A certain stodgy reader we know picked up Jacqueline Carey’s “Good Gossip” and didn’t come up for air until page 157. That’s when the ending of a story called “A Diamond” (plot: narrator’s friend meets promising man) made him break the spell by saying “Wow!” out loud. (Ending: “‘He’s just like you,’ I said. But she was already turning away. ‘Well, that’s not very interesting, is it?’ she said.”) Oddly, the Old Stodge didn’t even like these people: too-knowing New York women, dodging adulthood, cultivating an ingeniously ironic frivolity. Carey’s narrator, Rosemary, claims she watches only soaps on TV. “They’re still raw, as if the scenes had leapt right from someone’s idle fantasy onto the screen.” Some of this hit close to home: the Old Stodge has been known to strike such poses, too. Why did he keep reading?
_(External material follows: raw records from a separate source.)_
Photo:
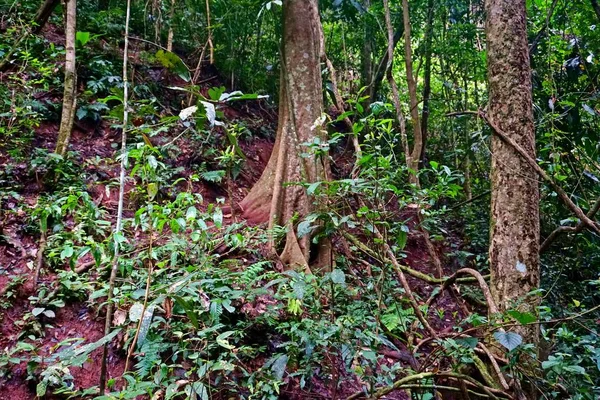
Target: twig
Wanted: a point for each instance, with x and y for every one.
(495, 365)
(575, 229)
(426, 375)
(40, 258)
(533, 164)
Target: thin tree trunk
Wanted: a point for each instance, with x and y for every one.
(366, 56)
(381, 70)
(427, 80)
(44, 14)
(70, 92)
(278, 196)
(415, 156)
(170, 34)
(515, 230)
(395, 92)
(118, 226)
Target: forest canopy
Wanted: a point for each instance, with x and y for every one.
(299, 199)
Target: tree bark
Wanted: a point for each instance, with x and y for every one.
(596, 8)
(415, 156)
(426, 80)
(39, 21)
(278, 196)
(382, 65)
(69, 97)
(515, 231)
(170, 34)
(43, 14)
(366, 55)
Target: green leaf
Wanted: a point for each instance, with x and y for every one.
(523, 318)
(213, 176)
(152, 190)
(82, 38)
(67, 252)
(510, 340)
(224, 343)
(40, 389)
(338, 277)
(37, 311)
(191, 213)
(135, 312)
(200, 390)
(305, 228)
(469, 342)
(279, 366)
(311, 189)
(173, 63)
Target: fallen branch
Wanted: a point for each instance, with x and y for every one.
(561, 193)
(569, 229)
(490, 392)
(40, 258)
(410, 271)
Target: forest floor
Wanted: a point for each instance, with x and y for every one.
(80, 318)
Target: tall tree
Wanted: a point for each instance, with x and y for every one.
(70, 90)
(278, 196)
(514, 241)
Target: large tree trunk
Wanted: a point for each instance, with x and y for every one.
(278, 196)
(514, 241)
(69, 97)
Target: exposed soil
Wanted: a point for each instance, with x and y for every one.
(76, 319)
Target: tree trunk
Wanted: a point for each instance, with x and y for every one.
(382, 65)
(415, 156)
(426, 81)
(43, 14)
(39, 21)
(171, 23)
(366, 56)
(278, 196)
(514, 241)
(596, 8)
(69, 97)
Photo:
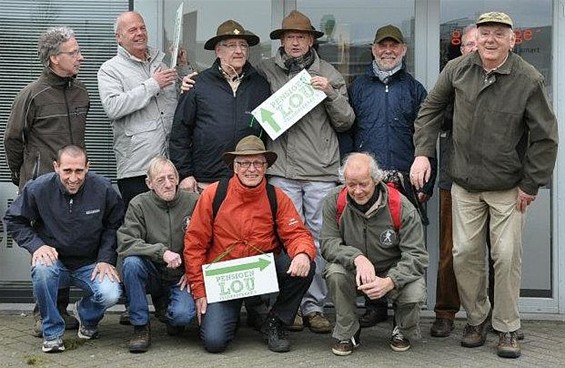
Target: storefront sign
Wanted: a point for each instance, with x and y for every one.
(240, 278)
(286, 106)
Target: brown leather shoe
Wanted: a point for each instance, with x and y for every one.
(475, 336)
(141, 339)
(508, 345)
(442, 327)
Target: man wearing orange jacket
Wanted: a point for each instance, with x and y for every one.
(246, 225)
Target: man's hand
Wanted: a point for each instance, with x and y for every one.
(165, 77)
(378, 288)
(321, 83)
(189, 184)
(201, 305)
(365, 270)
(44, 255)
(105, 269)
(188, 82)
(183, 284)
(420, 172)
(172, 259)
(299, 266)
(524, 199)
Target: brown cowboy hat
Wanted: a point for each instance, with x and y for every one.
(231, 29)
(297, 22)
(249, 146)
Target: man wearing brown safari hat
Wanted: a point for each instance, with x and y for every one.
(214, 115)
(307, 168)
(504, 148)
(242, 227)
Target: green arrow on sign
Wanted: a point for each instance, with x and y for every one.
(267, 117)
(260, 264)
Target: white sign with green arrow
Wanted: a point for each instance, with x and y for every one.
(287, 105)
(240, 278)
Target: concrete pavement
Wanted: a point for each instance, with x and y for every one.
(544, 346)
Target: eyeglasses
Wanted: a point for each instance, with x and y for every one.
(74, 53)
(256, 164)
(234, 46)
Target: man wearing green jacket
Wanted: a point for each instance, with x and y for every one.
(504, 148)
(369, 253)
(151, 244)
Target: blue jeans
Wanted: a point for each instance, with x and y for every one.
(47, 280)
(219, 324)
(141, 277)
(308, 198)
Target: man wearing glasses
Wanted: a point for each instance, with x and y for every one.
(242, 227)
(214, 115)
(48, 114)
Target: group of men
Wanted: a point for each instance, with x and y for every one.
(229, 192)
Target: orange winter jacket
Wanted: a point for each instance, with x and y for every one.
(243, 227)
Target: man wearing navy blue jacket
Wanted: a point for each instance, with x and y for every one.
(68, 220)
(386, 100)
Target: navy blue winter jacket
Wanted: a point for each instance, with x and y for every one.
(384, 124)
(210, 119)
(81, 227)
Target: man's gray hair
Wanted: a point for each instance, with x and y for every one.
(376, 173)
(50, 42)
(157, 163)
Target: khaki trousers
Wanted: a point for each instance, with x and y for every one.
(470, 212)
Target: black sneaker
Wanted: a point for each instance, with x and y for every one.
(508, 345)
(345, 347)
(141, 339)
(276, 335)
(53, 346)
(398, 342)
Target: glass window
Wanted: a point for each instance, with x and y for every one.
(533, 28)
(21, 23)
(350, 27)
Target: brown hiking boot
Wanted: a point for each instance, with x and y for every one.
(475, 336)
(141, 339)
(508, 345)
(317, 322)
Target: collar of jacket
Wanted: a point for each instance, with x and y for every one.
(245, 71)
(166, 204)
(505, 68)
(57, 81)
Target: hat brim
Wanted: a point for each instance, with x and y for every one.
(270, 156)
(251, 39)
(277, 34)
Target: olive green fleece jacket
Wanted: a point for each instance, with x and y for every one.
(401, 256)
(152, 226)
(504, 129)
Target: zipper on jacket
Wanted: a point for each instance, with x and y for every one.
(68, 112)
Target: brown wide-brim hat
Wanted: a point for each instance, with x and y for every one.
(249, 146)
(296, 22)
(231, 29)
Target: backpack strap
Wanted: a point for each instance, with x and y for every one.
(340, 205)
(394, 205)
(220, 195)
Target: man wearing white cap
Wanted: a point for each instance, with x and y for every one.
(504, 148)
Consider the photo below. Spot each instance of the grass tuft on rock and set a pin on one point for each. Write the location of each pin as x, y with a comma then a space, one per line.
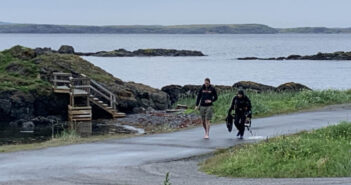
325, 152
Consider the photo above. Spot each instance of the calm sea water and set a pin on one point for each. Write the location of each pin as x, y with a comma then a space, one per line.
220, 64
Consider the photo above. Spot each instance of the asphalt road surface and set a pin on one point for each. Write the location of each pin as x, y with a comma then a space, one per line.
145, 160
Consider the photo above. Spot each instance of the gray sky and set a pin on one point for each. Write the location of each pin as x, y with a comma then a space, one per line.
275, 13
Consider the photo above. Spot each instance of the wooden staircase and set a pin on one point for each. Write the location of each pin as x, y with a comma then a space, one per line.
87, 90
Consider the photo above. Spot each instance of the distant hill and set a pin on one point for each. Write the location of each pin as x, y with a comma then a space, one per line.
177, 29
314, 30
2, 23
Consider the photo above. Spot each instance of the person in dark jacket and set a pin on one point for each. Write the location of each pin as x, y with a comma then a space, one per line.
204, 101
241, 105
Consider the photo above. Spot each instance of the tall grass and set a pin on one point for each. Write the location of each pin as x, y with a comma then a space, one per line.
269, 103
321, 153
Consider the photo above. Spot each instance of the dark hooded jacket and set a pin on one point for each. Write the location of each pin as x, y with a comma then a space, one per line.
206, 93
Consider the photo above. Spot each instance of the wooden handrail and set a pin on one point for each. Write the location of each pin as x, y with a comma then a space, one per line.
87, 84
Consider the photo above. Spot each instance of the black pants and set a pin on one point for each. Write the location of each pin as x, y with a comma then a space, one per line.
239, 121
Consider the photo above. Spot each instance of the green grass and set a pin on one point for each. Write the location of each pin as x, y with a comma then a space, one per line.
23, 75
324, 152
271, 103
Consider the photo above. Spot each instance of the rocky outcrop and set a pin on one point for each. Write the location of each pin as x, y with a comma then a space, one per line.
292, 86
66, 49
253, 86
19, 104
176, 92
340, 55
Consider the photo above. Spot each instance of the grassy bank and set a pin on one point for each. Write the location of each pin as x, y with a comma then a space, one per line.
65, 138
321, 153
271, 103
20, 74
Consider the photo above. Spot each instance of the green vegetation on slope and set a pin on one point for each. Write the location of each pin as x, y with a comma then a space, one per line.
19, 74
321, 153
270, 103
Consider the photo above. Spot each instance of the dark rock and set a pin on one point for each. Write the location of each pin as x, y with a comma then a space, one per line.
137, 110
248, 58
174, 92
292, 86
18, 68
41, 51
65, 49
166, 52
293, 57
28, 126
253, 86
340, 55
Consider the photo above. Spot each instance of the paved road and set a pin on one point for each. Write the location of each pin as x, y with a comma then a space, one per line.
145, 160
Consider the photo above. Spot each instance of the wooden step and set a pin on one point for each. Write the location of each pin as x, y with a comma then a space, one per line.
119, 115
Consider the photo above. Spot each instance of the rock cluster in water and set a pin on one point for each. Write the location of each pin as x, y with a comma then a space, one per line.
340, 55
65, 49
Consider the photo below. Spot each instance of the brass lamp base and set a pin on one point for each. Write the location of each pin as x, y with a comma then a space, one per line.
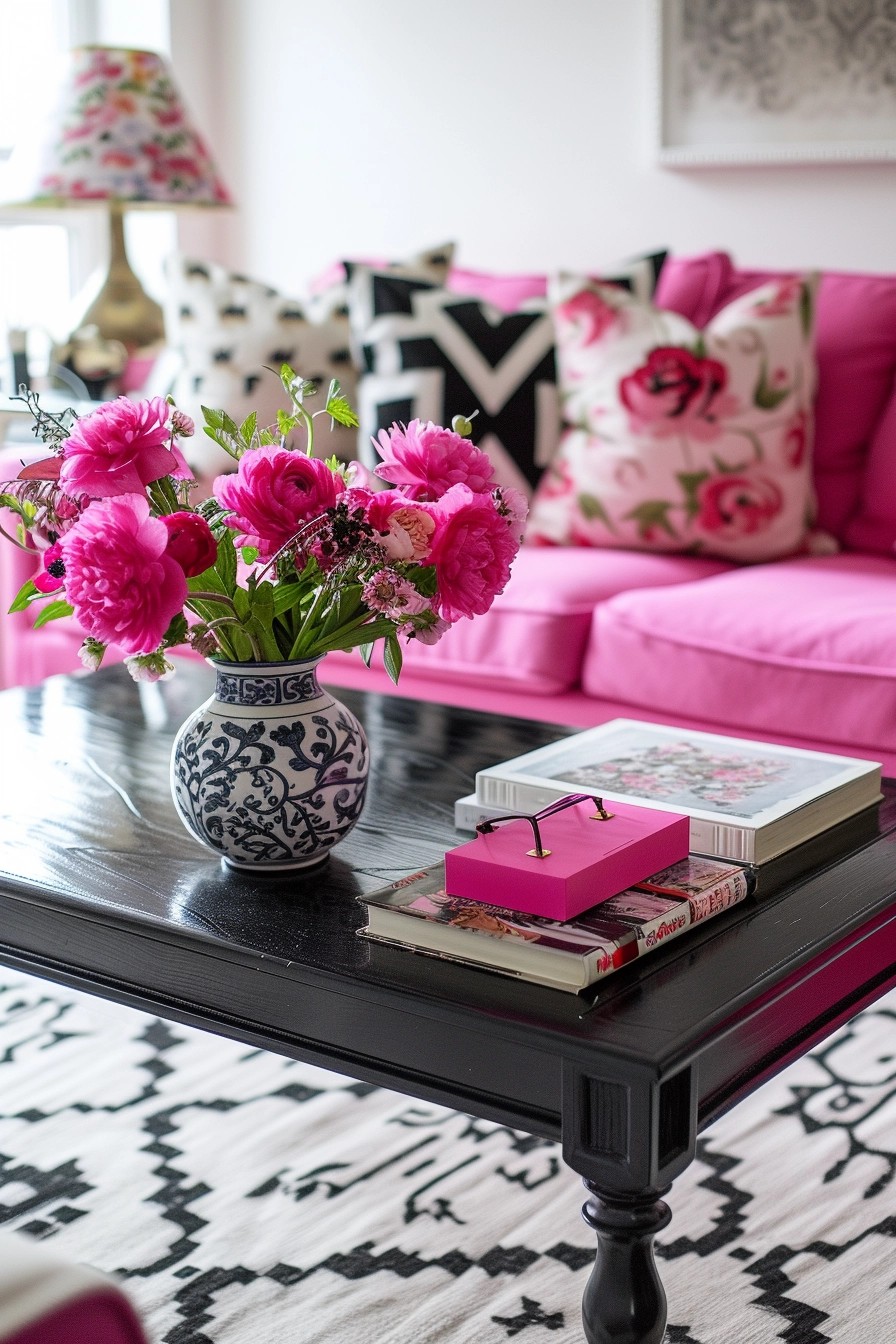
122, 309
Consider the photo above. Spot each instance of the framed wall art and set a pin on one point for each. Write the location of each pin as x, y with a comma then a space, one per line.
775, 81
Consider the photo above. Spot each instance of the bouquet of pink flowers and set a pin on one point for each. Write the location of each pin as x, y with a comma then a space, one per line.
289, 558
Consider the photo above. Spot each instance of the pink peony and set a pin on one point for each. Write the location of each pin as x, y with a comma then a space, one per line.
120, 449
124, 586
272, 493
426, 460
190, 542
402, 528
472, 550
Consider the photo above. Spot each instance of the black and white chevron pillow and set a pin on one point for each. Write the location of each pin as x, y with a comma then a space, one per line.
429, 354
233, 332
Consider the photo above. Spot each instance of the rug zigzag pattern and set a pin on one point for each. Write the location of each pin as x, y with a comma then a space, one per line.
239, 1192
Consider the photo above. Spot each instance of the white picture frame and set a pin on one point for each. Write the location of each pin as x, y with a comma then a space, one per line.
744, 82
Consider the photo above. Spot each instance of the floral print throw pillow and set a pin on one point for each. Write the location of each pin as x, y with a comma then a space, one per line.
677, 438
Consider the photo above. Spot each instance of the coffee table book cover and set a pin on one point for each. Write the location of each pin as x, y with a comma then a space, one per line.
747, 801
418, 913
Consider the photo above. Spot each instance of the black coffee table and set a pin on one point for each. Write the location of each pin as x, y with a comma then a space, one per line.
102, 889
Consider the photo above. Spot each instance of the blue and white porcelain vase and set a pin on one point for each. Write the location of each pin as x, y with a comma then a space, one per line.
272, 770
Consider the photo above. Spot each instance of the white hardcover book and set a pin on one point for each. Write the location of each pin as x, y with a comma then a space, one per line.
469, 812
747, 801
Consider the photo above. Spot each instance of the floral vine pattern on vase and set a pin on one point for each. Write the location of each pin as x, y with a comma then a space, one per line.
677, 438
272, 770
289, 558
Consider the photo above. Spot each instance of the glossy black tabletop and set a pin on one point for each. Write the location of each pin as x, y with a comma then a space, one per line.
101, 885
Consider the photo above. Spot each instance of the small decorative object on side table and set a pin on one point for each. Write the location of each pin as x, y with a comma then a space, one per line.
290, 558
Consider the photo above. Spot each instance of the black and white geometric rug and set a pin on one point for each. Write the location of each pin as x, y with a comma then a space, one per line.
246, 1198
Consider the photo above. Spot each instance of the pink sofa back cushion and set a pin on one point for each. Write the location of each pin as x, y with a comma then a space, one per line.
855, 414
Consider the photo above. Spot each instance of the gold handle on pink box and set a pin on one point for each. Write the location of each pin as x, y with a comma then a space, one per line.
560, 805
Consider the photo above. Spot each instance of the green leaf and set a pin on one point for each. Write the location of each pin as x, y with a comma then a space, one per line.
26, 596
806, 308
652, 515
176, 632
285, 422
423, 579
767, 397
288, 596
247, 429
53, 610
691, 483
214, 420
339, 409
591, 508
392, 657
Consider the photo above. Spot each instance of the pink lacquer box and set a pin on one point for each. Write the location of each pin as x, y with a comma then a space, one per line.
590, 859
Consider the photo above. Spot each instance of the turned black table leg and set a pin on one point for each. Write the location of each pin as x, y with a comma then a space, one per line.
623, 1300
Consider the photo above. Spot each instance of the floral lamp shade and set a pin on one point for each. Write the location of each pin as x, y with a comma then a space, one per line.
120, 132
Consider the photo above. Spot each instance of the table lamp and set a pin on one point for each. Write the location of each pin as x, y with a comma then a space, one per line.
120, 136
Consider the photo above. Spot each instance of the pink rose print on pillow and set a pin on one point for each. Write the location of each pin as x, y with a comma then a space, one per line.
586, 316
677, 393
797, 438
783, 299
735, 506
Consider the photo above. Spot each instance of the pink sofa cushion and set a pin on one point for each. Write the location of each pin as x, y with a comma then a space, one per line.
873, 524
535, 635
695, 286
856, 355
805, 645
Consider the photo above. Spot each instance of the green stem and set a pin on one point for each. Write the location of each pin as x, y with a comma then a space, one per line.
306, 631
231, 620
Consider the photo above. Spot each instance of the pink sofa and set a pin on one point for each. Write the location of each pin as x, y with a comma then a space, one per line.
799, 651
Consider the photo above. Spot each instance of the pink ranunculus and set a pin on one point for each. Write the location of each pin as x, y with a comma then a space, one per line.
426, 460
124, 586
400, 527
273, 492
120, 449
394, 596
735, 504
472, 551
587, 316
191, 542
677, 393
426, 628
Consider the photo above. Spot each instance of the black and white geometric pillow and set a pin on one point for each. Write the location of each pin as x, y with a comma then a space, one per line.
233, 333
429, 354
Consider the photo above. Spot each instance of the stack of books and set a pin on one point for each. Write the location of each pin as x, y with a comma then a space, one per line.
418, 913
750, 807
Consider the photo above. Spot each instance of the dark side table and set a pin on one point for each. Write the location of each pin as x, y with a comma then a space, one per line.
102, 889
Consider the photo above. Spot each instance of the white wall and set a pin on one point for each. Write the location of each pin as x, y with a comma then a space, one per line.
520, 128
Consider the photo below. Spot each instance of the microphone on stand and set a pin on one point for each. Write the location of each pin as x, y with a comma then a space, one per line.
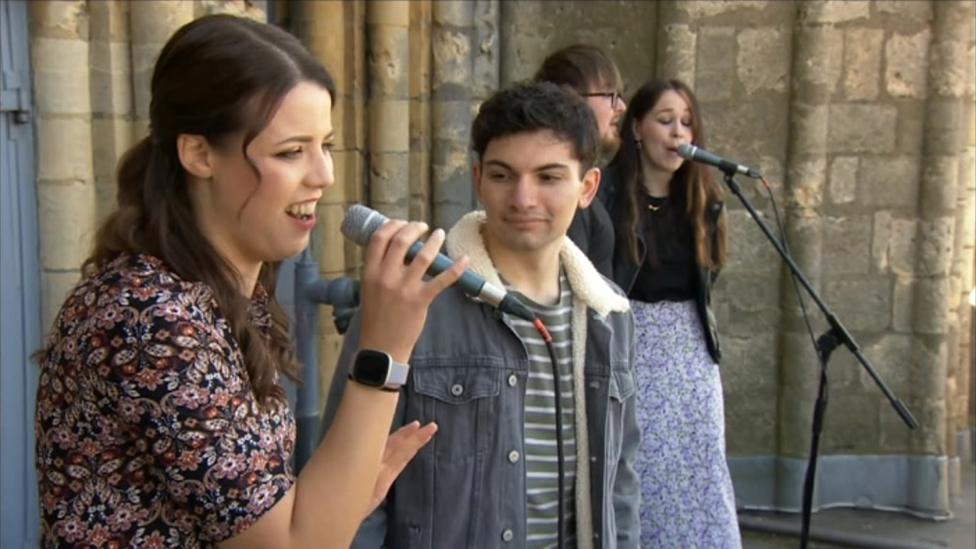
693, 153
361, 222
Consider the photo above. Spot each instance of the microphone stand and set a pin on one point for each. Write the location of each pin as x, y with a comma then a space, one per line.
835, 335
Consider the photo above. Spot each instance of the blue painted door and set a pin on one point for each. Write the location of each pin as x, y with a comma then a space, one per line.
19, 285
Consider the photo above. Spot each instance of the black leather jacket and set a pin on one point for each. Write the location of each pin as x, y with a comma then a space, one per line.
625, 270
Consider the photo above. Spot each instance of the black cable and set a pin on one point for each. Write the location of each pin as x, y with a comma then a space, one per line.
560, 457
786, 246
823, 352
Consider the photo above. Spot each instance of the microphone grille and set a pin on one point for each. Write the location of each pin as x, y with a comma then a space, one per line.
360, 223
687, 151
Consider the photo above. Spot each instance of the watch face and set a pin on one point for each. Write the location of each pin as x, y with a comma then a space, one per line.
371, 367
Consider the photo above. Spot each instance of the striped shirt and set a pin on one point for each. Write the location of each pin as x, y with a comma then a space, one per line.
541, 464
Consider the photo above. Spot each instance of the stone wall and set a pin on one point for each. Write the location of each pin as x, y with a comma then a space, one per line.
860, 114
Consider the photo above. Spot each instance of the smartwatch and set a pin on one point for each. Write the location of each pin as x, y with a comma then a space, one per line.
378, 369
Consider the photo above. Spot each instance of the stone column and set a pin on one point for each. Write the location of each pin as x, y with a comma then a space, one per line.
66, 197
387, 24
151, 23
676, 45
816, 65
111, 93
420, 127
332, 31
451, 87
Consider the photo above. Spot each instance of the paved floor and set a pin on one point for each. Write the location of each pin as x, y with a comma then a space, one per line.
836, 528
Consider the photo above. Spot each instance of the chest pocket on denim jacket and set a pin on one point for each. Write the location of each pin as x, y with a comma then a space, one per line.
621, 388
463, 402
621, 385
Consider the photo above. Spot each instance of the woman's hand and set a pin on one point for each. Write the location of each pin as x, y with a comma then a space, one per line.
395, 295
401, 447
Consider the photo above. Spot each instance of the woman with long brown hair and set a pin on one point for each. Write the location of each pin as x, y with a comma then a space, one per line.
670, 245
160, 420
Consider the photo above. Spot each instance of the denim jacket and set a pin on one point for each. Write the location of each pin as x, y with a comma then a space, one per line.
466, 488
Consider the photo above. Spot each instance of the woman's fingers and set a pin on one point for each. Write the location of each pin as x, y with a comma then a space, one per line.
400, 448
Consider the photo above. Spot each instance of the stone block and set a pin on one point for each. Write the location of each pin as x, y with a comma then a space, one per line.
715, 69
143, 59
834, 11
848, 249
852, 424
111, 83
754, 360
60, 19
763, 59
67, 212
750, 425
862, 303
819, 61
949, 74
903, 246
935, 238
389, 62
910, 126
843, 179
894, 437
708, 8
861, 127
55, 287
891, 357
750, 293
932, 306
111, 137
676, 53
156, 21
945, 126
939, 186
109, 21
394, 13
389, 178
807, 179
902, 10
65, 151
241, 8
906, 64
880, 236
61, 78
349, 169
456, 13
809, 129
331, 255
452, 58
862, 63
930, 437
888, 181
748, 126
389, 125
749, 251
451, 120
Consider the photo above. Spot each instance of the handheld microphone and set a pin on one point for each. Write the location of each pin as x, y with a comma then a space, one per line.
361, 222
692, 152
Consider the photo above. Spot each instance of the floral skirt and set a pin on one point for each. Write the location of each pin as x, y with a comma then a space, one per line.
687, 497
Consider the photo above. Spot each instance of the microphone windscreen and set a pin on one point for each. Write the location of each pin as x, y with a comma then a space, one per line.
360, 223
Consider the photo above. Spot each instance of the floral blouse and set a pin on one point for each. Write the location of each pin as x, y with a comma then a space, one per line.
147, 430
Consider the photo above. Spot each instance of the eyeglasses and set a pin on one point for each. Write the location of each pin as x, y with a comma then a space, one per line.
615, 97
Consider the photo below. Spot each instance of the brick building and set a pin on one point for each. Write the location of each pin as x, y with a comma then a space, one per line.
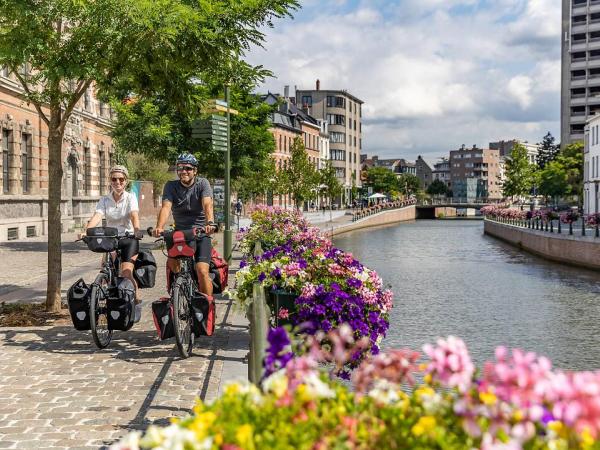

Maybe the dead-on dialogue (“What a criminal she’s turned out to be,” says Rosemary of an adulterous friend) and the crafty structure. These interlinked stories almost make a novel: the book begins and ends with weddings, with another wedding (on a soap opera) at midpoint. The Old Stodge came to see Carey as a postmodern P. G. Wodehouse; her Drones Club is the seedy Horse Bar, with its pictures of famous racehorses. (Rosemary’s friends aren’t racing fans.) Carey’s New York, apparently so realistic, is as much a nevernever land as Wodehouse’s London: no crime, no drugs, no AIDS. The weddings yield no kids. The crucial difference is that Carey’s female updates of Bingo Little and Tuppy Glossop are wise to their own Peter Pan acts. The Old Stodge liked that a lot.